Saturday, April 1, 2017

How To Make Travel and Vacations Meaningful Education Experiences for Kids

One of the many reasons we homeschool is the freedom to travel.  Our life experience is that visiting the world brings you closer to it, building a deeper bond with peoples of the world. It also puts muscle and color onto the dry bones of book based history, geography, and anthropology.  There isn't anything like talking about WWII with our girls, and then recalling our visit to Dresden.  History gets teeth this way. This, a huge part of our home education model is to include travel.

From our home school charter Philosophy section

III.4: "Actual experience is a far superior teacher to theoretical constructs.  As such, Exerevno Academy aggressively seeks to provide its students with experience based learning opportunities."

and from the tactics section of our home school charter

VII.3: "Cultivate self-driven inclusion in the human race with extensive travel"

Our girls have thus far been to 22 different countries, traveled by train, plane, boat, bus, automobile, motorcycle, bike, and their own two feet.  They've backpacked in Europe, Kayaked in Honduras, rode camels in the Sahara, and more.  We literally started when they were babies, carrying them with us as we explored the world.  All this experience has allowed us to hone our travel infused education model.

What follows are some of the ways we blend our girls education with our passion for experiencing the world.

Folders For Trips
For any trip we take, we start educating ourselves on the place about 6 months out.  In the case of Egypt, however, we started about a year out. Each week we do something related to the trip.  This something is always two or more hours in duration, and can span multiple weeks.

In the very first week, we discuss our upcoming trip in detail.  We talk about what we want to get out of the trip, why we are taking the trip, and the kinds of things we would each like to do.  We build out a tenative itinerary and plan together.  We then create holding folders for the trip.  The front cover is a map of the area to be visited.  These folders not only keep things organized, but are put away for the girls when we are done so that when they are adults, they have a nice keep sake.

Youngest With Her Map
Our first set of activities are always map related, and takes about a month to complete. The girls build out world maps, showing where they are and where the destination is.  If we are going through multiple countries, they mark each country on the map. With the world map done, we then drill in and they build out country maps (one per each country visited).  On each country map, they identify major cities and land features (such as rivers).  In some cases, like when we went to Paris, we had them do city maps too, showing where major things like the Eiffel
Tower and the Louvre were in relation to our hotel.

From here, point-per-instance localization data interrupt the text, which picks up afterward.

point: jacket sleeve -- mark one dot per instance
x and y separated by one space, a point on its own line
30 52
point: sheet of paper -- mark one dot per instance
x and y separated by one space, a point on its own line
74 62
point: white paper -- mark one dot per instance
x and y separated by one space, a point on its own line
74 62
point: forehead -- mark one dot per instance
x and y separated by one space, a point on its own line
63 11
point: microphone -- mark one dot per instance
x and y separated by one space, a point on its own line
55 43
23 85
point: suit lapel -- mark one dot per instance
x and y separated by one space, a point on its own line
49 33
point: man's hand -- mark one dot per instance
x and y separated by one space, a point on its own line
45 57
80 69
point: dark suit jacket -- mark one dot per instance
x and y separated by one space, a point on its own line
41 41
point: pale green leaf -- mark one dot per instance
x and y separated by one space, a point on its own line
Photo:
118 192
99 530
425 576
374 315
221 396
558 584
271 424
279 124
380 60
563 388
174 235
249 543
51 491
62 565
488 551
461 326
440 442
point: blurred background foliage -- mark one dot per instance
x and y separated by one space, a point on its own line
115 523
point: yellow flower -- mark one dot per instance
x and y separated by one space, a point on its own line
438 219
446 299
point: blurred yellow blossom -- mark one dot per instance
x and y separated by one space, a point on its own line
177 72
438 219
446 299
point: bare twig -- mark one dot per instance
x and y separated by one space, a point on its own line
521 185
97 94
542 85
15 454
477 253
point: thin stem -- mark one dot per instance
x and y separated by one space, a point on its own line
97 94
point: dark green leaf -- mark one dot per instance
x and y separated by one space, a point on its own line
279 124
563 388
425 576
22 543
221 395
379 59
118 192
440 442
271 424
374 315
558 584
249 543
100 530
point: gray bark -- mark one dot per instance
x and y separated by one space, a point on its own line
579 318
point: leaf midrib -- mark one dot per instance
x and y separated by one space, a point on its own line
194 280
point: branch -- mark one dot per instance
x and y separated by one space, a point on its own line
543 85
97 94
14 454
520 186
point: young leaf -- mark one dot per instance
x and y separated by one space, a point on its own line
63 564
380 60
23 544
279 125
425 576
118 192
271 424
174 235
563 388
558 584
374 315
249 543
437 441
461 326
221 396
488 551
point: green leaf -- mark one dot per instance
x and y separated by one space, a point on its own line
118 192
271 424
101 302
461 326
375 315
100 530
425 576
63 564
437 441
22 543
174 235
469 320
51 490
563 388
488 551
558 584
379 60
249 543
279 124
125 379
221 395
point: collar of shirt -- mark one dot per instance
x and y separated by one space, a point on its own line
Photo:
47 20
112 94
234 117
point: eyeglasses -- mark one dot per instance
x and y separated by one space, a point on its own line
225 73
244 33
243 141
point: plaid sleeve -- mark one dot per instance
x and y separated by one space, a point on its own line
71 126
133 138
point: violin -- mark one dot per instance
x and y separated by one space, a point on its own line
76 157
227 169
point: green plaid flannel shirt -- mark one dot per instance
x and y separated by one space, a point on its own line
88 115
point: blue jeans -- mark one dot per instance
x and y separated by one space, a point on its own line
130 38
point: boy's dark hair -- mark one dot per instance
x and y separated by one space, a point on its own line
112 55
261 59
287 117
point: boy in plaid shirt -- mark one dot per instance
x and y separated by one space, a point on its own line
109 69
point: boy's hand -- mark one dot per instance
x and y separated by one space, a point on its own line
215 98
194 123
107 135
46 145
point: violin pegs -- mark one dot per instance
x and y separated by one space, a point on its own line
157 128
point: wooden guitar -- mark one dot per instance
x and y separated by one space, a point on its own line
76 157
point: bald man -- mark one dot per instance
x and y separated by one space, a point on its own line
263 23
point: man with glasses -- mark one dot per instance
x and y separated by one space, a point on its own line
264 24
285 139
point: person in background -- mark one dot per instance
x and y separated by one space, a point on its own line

Our second set of activities is always history related, and takes about about a month to complete.  The girls start building out history time-lines, showing major events in a particular countries history.  We usually build these out using history podcasts from university history lecturers.

Our third set of activities is around the famous people associated with the countries to be visited.  Be they good, bad, or otherwise, we study the major historical people that are associated with a place.   It is neat because the girls have bumped into some of the same characters now multiple times like Napoleon and Julius Caesar. This approach has also let us view these people from multiple perspectives.  Napoleon's quest in Egypt, for example, with his 150 scholars, engineers, and scientists as a major part of his force highlights a different view than we got when we studied him before going to France.

Once we have our maps, history, and people noted, we then go in multiple directions.  We make dishes from the country, we listen to music from the country, we study art from the country and create our versions of it, we do projects related to the religion of the country, we study the political system of the country, we write fiction stories about the people in the country, and so on.  We create fiction stories
Stories, Colorings, and Paper dolls
about people in a country, and we write out own history books on a place.

The results, after years of doing this, have been astonishing. The girls have demonstrated tremendous knowledge about places, people, and history as compared to others their age (and older)  as they whip out facts, opinions, and thoughts based on first hand experience and study.

We have done a few TV shows as sources for material, but have found that the information does not stick as well as when they do their own projects or when the listen to the same information in a podcast.  This probably isn't surprising, but anecdotal evidence that TV isn't the ideal way to gain knowledge (at least not for our kids).
Abu Sunbil July 2016

It is a lot of work for me, to get all this material rolling.  However, the experience can't be beat.  It also helps increase the value of a particular vacation.  For example, traveling to Egypt ended up costing us around $12,000.  We were gone for 2 weeks, coming out to an average of about $860 per day, or about $210 per head per day.  However, looked at another way, we spent a year studying the place before we left.  We built dioramas, listened to songs, ate different foods, etc. that we wouldn't have and that is also time that could count towards the 2 weeks.  If I were to estimate, I'd say we spent 4 weeks of time doing these other things before we got to Egypt.  That makes the entire Egypt trip event 6 weeks (2 there plus the 4 actively preparing).  Now we have a spend of about $285 per day, or about $70 per head per day.  Well worth it!!!